Jak zawsze w tym miejscu powinien być opis postaci, tak tym razem sobie darujemy, bo prawda jest taka, że w tej pozycji należy odkryć bohaterów samemu. Sięgając po „Perfekcyjną żonę” wiedziałam, że będę patrzyła na nią pod innym kątem niż na książki, które czytałam do tej pory. Przecież nie mogę ocenić kryminału jak romansu, prawda? W kryminałach nie zawsze mamy happy endy.

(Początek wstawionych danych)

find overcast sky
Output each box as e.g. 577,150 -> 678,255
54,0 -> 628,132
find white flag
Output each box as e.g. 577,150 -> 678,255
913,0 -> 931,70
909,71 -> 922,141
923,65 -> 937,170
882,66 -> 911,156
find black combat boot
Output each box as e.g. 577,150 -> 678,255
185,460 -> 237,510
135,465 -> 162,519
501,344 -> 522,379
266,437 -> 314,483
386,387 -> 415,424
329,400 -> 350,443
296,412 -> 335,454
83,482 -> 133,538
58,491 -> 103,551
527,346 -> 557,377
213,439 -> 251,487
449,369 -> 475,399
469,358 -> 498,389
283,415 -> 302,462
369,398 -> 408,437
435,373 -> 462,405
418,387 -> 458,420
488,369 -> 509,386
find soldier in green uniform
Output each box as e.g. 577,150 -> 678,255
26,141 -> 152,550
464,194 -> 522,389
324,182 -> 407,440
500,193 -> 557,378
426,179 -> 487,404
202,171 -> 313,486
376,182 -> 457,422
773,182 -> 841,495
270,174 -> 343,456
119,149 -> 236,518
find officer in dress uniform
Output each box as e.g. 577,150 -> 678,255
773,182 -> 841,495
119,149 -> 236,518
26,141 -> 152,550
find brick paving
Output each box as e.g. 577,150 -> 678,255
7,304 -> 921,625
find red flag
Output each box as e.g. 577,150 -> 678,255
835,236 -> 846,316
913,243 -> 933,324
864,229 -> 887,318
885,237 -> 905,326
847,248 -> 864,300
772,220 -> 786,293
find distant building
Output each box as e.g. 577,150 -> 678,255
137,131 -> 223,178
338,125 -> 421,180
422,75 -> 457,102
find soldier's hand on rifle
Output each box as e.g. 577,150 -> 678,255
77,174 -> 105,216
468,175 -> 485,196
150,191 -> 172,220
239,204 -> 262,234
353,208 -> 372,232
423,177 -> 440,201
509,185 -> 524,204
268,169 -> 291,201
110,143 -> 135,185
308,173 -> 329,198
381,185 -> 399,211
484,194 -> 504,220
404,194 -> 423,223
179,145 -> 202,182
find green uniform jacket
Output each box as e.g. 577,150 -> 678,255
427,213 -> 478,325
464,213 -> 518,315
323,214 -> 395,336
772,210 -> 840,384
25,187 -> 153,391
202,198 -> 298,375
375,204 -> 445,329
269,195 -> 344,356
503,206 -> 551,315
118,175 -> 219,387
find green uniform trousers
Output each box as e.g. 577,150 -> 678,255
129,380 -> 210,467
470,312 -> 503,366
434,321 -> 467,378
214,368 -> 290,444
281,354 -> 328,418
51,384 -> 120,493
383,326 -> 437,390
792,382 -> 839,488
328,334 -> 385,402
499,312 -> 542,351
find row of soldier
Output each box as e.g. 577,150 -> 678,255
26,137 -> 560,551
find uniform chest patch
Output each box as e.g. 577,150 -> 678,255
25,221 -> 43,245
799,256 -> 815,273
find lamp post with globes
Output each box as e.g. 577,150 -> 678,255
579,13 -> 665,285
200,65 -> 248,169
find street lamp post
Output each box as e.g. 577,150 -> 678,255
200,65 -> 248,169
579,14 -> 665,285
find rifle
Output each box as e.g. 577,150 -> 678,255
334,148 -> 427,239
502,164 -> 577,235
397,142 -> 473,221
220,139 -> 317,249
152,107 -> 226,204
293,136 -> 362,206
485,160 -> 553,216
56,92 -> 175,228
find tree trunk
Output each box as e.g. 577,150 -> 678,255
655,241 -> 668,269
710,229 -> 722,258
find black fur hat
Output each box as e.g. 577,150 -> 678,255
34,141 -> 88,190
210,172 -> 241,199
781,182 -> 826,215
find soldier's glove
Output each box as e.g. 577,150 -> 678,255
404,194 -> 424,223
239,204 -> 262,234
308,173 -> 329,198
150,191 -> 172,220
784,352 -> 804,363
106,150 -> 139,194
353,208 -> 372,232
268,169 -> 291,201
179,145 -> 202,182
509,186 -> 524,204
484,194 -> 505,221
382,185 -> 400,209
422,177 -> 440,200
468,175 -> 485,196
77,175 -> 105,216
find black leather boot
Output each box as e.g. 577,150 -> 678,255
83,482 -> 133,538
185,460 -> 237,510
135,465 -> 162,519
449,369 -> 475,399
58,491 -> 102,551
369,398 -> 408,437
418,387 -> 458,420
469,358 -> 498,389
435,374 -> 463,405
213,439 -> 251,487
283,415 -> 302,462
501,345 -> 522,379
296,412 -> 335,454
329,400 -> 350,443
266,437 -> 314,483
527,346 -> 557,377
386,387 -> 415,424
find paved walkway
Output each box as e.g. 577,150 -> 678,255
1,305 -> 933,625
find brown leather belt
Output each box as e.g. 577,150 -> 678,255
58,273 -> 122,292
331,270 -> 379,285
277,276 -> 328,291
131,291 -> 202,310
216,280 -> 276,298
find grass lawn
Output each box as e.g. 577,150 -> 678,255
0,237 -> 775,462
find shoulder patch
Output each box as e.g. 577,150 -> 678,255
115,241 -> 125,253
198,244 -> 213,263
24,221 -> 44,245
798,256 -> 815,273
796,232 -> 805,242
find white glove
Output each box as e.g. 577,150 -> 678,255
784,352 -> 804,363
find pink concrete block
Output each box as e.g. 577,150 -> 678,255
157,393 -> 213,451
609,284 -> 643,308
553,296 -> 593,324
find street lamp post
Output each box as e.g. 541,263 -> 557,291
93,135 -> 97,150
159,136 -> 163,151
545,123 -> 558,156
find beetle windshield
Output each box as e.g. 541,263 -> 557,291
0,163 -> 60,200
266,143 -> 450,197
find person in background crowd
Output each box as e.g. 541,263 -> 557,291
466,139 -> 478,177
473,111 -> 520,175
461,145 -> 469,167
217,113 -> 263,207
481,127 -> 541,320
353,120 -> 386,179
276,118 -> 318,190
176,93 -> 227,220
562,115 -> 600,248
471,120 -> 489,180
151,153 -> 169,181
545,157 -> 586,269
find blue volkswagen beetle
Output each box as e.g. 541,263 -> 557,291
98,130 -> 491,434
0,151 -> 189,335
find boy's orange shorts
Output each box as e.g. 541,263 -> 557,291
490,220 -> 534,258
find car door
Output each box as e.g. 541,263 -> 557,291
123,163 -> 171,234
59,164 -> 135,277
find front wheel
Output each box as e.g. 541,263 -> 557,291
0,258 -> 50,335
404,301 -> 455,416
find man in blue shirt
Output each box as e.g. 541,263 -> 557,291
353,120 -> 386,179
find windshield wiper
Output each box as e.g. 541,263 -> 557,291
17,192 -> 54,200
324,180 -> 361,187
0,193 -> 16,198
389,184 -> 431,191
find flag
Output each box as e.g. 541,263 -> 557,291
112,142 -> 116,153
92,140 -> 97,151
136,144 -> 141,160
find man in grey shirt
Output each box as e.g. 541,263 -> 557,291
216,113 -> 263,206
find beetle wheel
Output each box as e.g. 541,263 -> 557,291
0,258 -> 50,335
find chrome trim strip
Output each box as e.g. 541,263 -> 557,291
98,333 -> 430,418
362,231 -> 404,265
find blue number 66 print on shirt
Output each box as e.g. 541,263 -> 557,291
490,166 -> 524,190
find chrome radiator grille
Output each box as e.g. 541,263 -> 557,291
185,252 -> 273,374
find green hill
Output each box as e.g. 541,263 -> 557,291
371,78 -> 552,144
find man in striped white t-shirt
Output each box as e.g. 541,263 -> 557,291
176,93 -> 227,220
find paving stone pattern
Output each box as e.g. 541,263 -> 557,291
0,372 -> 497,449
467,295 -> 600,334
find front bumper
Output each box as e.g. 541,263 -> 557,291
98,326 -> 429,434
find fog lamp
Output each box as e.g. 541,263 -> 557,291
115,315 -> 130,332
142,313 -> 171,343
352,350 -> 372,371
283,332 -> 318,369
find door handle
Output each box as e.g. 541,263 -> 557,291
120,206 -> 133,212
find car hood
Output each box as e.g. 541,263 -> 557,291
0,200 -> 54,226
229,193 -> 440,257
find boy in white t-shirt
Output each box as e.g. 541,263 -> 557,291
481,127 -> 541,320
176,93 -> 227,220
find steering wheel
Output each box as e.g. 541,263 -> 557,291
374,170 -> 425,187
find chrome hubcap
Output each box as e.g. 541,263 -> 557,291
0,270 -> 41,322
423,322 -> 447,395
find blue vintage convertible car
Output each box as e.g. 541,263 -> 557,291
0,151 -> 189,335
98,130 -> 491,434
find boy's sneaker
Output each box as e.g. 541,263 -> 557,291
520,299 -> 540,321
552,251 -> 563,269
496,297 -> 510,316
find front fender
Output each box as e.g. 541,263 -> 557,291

Już na początku lektury odkryłam, że mam do czynienia z nietypową książką i na pewno oryginalną, bo czegoś takiego jeszcze nie spotkałam w żadnej czytanej przeze mnie lekturze. Nie będę tu zdradzać wam o co tak naprawdę chodzi, bo dla mnie samej było to zaskoczeniem już na wstępie, bo opis tego nie zdradza. I to właśnie za sprawą tego, co autor wymyślił, książka już od pierwszych stron wzbudziła moją ciekawość, a także sposób, w jaki jest ona opisana. Nie mamy zwykłej narracji. Nie prowadzi jej główny bohater czy narrator. O nie. I też nie jedna osoba opowiada tą historię, ale szczerze? Nie wiemy kim ten tajemniczy ktoś jest do samego końca, co moim zdaniem naprawdę dodaje nutkę zaciekawienia do całości. A o to w tym chodzi, prawda? Jednak by się przekonać o czym mówię, powinniście sami sięgnąć po tę lekturę, bo ja nie zamierzam tu zdradzać niczego. Mogę was zapewnić jednak, że mimo trochę ‘pomieszanych’ perspektyw, nie było ciężko się połapać w tej historii i w tym, co autor próbuje nam przekazać.
W „Perfekcyjnej żonie” mamy krótkie rozdziały, niektóre na dwie strony, ale dla mnie to jest naprawdę lepsze rozwiązanie, bo łatwiej mi się to czyta, na pewno szybciej i w tym przypadku często łapałam się na wejściu w fazę jeszcze jednego rozdziału. Napisana jest w prosty i zrozumiały sposób, bez żadnego chaosu wydarzeń. Wszystko ma swoje miejsce i czas, bez problemu idzie się we wszystkim odnaleźć. I pomimo występującej tutaj terminologii technologicznej, w tym także idzie zrozumieć o co chodzi. Dodatkowo dzięki stylowi i sposobowi, w jaki autor skonstruował swoje opisy, nie miałam żadnego problemu z wyobrażeniem sobie świata, jaki otaczał Abbie.

Czy wam polecam „Perfekcyjną żonę”? Jeśli lubicie takie gatunki, owszem. Oceniając ją po kategorii, w jakiej się kwalifikuje, nie mam jej nic do zarzucenia. Pojawia się napięcie, manipulacja oraz  tajemnica, na wyjaśnienie której musimy długo, długo czekać. Myślę, że może również zaskoczyć czytelnika. Więc tak, jeżeli poszukujecie czegoś z kryminałów, możecie spędzić dobrze czas w towarzystwie tej oto lektury.

Za egzemplarz serdecznie dziękuję Wydawnictwu Otwarte.